Ernie K-Doe

The R&B Emperor of New Orleans

by Ben Sandmel, with a foreword by Peter Guralnick

The Historic New Orleans Collection 2012
hardcover • 8" × 10" • 285 pp.
103 color images, 42 b/w images
ISBN 978-0-917860-60-7

Available at the Shop at the Collection for $39.95
E-book also available for Amazon's Kindle and Barnes and Noble's Nook

In May 1961, one tune was sitting pretty atop both the R&B and pop charts: “Mother-in-Law” became the first hit by a New Orleans artist to rule black and white airwaves alike. Ernie K-Doe was only twenty-five years old, and his reign was just beginning.

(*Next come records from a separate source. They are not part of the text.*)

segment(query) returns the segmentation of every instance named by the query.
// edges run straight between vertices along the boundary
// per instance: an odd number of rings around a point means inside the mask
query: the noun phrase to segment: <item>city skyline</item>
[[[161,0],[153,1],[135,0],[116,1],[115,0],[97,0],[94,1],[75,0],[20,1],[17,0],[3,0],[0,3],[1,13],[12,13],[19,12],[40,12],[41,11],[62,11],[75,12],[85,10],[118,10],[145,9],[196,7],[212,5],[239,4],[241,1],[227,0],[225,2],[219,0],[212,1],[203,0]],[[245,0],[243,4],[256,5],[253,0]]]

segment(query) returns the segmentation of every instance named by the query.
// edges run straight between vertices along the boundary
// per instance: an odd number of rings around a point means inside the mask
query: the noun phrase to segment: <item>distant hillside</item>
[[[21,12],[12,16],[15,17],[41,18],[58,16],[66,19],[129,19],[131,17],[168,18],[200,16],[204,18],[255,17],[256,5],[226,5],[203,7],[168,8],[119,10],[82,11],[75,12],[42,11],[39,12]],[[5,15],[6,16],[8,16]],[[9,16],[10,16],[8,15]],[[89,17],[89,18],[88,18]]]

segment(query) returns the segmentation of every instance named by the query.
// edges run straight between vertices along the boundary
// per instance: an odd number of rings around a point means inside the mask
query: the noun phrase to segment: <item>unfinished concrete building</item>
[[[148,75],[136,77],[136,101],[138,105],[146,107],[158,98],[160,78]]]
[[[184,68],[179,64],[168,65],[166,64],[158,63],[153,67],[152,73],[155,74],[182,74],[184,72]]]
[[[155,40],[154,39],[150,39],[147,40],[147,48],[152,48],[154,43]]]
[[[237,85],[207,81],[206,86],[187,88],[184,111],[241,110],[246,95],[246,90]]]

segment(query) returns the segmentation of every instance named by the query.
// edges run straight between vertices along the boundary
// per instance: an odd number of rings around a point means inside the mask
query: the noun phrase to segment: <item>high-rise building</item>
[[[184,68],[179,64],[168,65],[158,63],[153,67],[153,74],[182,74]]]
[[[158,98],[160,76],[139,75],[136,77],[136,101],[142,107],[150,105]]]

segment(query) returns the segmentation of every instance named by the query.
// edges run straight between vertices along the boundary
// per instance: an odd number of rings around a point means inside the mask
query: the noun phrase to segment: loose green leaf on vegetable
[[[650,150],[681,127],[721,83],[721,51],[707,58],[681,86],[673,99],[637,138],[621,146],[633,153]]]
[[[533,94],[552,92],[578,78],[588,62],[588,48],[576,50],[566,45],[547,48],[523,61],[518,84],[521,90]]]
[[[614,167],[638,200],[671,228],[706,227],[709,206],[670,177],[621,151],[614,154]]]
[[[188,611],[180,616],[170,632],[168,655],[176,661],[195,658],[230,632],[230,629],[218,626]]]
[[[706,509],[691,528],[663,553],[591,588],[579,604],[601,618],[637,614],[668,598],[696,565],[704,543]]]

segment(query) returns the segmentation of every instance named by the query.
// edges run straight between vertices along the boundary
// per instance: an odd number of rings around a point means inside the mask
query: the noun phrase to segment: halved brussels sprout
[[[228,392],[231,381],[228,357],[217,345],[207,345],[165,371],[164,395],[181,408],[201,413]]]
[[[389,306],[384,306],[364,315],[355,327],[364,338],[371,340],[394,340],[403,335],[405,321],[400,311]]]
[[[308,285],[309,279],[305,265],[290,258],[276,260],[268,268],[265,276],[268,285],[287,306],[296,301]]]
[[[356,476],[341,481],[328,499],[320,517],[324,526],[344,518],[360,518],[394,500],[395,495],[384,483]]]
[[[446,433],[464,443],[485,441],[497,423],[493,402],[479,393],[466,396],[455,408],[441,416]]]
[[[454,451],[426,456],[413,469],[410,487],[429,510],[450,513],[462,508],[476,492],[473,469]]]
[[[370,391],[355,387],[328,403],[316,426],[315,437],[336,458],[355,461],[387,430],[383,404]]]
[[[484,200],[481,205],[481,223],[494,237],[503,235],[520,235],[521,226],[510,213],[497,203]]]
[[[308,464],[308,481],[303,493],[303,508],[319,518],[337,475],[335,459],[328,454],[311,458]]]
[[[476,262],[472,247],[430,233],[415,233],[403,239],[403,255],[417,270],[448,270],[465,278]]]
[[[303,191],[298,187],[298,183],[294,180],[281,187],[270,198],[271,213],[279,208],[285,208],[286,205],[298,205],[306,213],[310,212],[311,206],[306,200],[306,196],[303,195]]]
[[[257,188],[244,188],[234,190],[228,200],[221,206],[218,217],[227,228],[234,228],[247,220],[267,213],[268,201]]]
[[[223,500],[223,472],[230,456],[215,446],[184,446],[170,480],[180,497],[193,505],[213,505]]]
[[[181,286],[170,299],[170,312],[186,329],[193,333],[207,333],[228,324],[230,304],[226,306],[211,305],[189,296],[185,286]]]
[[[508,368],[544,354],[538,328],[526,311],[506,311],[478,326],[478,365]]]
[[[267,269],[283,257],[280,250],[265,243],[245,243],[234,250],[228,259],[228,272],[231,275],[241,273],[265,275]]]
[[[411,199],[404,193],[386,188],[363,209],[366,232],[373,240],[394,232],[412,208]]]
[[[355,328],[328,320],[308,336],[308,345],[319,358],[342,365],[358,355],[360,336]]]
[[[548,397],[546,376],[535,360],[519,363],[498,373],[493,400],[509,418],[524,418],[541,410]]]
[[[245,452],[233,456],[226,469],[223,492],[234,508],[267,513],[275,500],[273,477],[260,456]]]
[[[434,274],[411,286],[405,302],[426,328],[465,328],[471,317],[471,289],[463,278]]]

Born in New Orleans’s Charity Hospital, K-Doe came of age in a still-segregated South. He built his musical chops singing gospel in church, graduating to late-night gigs on the city’s backstreets. He shed his surname, Kador, for the radio-friendly tag K-Doe. He coined his own dialect, heavy on hyperbole, and created his own pantheon, placing himself front and center: “There have only been five great singers of rhythm and blues—Ernie K-Doe, James Brown, and Ernie K-Doe!” Decades after releasing his one-and-only chart-topper, he crowned himself Emperor of the Universe. More than ten years after his death, lovers of New Orleans music remain his loyal subjects.

In its broad outlines, K-Doe’s story parallels that of his beloved, beleaguered city. He rose, fell, and rose again, weathering storms and lingering long after most considered him down for the count. In the end, he literally rose from the dead: an eerily lifelike statue of K-Doe held court at his castle, the Mother-in-Law Lounge, for years after his 2001 passing.

Journalist Ben Sandmel takes readers backstage in this intimately framed biography, with exclusive interviews with Ernie, his wife, Antoinette, and more than a hundred musicians, friends, and family members. Volume two in the Louisiana Musicians Biography Series, Ernie K-Doe: The R&B Emperor of New Orleans was named one of Kirkus Reviews’ top one hundred nonfiction books of 2012, Living Blues magazine’s Best Blues Book of 2012, and Humanities Book of the Year by the Louisiana Endowment for the Humanities.